LeMond: Armstrong was a top-30 Tour rider at best

Greg LeMond believes that without doping and on a truly level playing field, Lance Armstrong would have been capable only of a top-30 finish at the Tour de France at best.

In an interview with CNN’s Anderson Cooper aired on Monday night, LeMond denounced Armstrong as a bully and a thug, and said that Armstrong should face jail for doping and corruption, which he believes constitute criminal as well as sporting infractions. LeMond is officially the only American to have won the Tour de France after Armstrong's seven victories were erased from the record books.

“I know his physical capabilities, he's a top-30 [Tour finisher] at best no matter what. If he's clean, everybody's clean, he's a top-30 at best. He's not capable of winning the Tour, he's not capable of the top five,” LeMond told CNN.

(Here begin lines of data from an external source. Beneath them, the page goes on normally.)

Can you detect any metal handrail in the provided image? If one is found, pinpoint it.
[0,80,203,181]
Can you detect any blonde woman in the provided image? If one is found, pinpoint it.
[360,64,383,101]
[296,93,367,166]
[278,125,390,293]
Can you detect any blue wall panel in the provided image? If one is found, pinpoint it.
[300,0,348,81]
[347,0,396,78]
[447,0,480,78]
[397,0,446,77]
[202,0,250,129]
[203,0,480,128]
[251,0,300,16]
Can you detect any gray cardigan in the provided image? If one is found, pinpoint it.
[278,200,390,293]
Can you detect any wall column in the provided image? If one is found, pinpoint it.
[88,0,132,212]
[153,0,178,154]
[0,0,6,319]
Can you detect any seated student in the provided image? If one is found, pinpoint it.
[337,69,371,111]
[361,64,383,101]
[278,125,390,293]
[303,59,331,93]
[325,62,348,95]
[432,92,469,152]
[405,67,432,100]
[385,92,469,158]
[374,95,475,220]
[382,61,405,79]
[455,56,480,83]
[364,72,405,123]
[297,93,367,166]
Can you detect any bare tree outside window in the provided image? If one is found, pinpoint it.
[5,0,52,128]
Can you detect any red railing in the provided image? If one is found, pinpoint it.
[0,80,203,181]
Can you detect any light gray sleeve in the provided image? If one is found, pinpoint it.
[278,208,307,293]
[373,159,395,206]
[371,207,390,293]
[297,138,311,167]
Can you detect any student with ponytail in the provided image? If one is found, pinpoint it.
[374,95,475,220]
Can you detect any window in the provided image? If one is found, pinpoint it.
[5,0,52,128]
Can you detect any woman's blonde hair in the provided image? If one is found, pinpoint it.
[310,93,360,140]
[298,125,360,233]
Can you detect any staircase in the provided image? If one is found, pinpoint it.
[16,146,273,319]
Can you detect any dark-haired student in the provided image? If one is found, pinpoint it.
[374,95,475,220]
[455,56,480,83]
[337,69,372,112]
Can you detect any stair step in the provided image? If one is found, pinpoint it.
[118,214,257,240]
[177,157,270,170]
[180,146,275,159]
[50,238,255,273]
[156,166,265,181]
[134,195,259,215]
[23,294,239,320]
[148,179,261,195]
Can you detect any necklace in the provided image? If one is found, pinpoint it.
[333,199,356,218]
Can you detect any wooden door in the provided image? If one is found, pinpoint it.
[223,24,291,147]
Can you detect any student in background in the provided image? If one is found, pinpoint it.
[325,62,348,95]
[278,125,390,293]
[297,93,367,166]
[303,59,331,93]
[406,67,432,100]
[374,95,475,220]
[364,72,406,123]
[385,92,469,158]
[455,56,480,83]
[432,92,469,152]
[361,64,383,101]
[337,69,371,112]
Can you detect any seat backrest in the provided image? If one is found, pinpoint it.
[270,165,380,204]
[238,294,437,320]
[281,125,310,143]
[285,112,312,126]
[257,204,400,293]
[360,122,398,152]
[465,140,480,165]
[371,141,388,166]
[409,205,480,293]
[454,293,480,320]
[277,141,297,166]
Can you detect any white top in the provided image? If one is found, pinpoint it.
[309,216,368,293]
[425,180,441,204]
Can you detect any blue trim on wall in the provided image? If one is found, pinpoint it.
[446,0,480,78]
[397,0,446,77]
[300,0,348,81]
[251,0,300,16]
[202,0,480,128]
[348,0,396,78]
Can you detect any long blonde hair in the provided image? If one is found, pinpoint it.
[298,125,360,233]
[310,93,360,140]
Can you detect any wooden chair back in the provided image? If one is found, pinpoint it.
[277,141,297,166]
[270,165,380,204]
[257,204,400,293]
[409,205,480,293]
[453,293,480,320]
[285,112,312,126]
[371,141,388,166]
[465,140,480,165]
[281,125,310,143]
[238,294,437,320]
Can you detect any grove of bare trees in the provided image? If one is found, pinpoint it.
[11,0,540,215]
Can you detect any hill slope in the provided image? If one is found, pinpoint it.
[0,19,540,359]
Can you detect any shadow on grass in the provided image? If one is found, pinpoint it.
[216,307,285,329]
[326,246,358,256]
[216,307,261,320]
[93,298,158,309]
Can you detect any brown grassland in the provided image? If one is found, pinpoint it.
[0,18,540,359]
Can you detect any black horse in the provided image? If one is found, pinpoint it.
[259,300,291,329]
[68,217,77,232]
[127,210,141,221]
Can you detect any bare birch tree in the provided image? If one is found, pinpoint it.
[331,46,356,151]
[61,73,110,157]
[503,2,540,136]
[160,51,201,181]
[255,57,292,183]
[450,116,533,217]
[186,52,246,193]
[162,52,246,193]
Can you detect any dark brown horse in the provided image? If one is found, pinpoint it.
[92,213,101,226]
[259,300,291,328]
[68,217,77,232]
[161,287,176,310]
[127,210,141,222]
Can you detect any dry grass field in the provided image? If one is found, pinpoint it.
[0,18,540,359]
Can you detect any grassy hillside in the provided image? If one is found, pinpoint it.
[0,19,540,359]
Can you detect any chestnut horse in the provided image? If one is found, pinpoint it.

LeMond dismissed Armstrong’s claim in a televised interview with Oprah Winfrey earlier this year, in which he said that he doped simply to level the playing field, and accused him of collusion. “He couldn't race on a level playing field. That's why he bribed the governing body,” LeMond said.

Armstrong and his US Postal Service team were the subject of a federal investigation led by Jeff Novitzky that ended in February 2012, although much of the evidence amassed was later used by USADA in its sporting case against Armstrong and led to a life ban and the stripping of his seven Tour de France titles.

After describing Armstrong’s activities as “criminal,” LeMond was asked if he believed the Texan should be jailed.

“I do, yeah. There is a point where there are people who are just not good,” LeMond said “There are people who are criminals who just shouldn't be able to participate again in anything. It's like Bernie Madoff - should he be allowed to come in and be a part of Wall Street managing money? No, he shouldn't. And that's [the case] with Armstrong. He shouldn't be allowed to be back in sport.”

In the lengthy interview, LeMond also described his first meeting with Armstrong after winning the third of his Tours de France in 1990, and revealed that he had inadvertently offended the then 19-year-old.

“I met Lance in the wind tunnel in, I think, 1990. I had just won the Tour and was aware that some young riders might be nervous to meet me and I jokingly said that he looked like more of a football player than a cyclist. My wife said he didn't take it well,” LeMond said.

LeMond denounced Armstrong for using his recovery from cancer and his subsequent fundraising efforts as something of a screen with which to mask his doping programme.

“That was actually the thing that got me the most was that he manipulated the cancer community,” LeMond said. “It was like Teflon. He used the money, he used the foundation to not only cover for him but also destroy people.”

LeMond also revisited the 2001 incident in which Armstrong – under fire for his relationship with Dr. Michele Ferrari – threatened to unearth claims that LeMond had used EPO during his career.

“He did offer $300,000 to a teammate to say that I took EPO, and the guy refused. And this was a guy that could have used the money,” LeMond said, adding of Armstrong: “He's a bully, he's a thug to me and I'm the one that wouldn't put up with it.”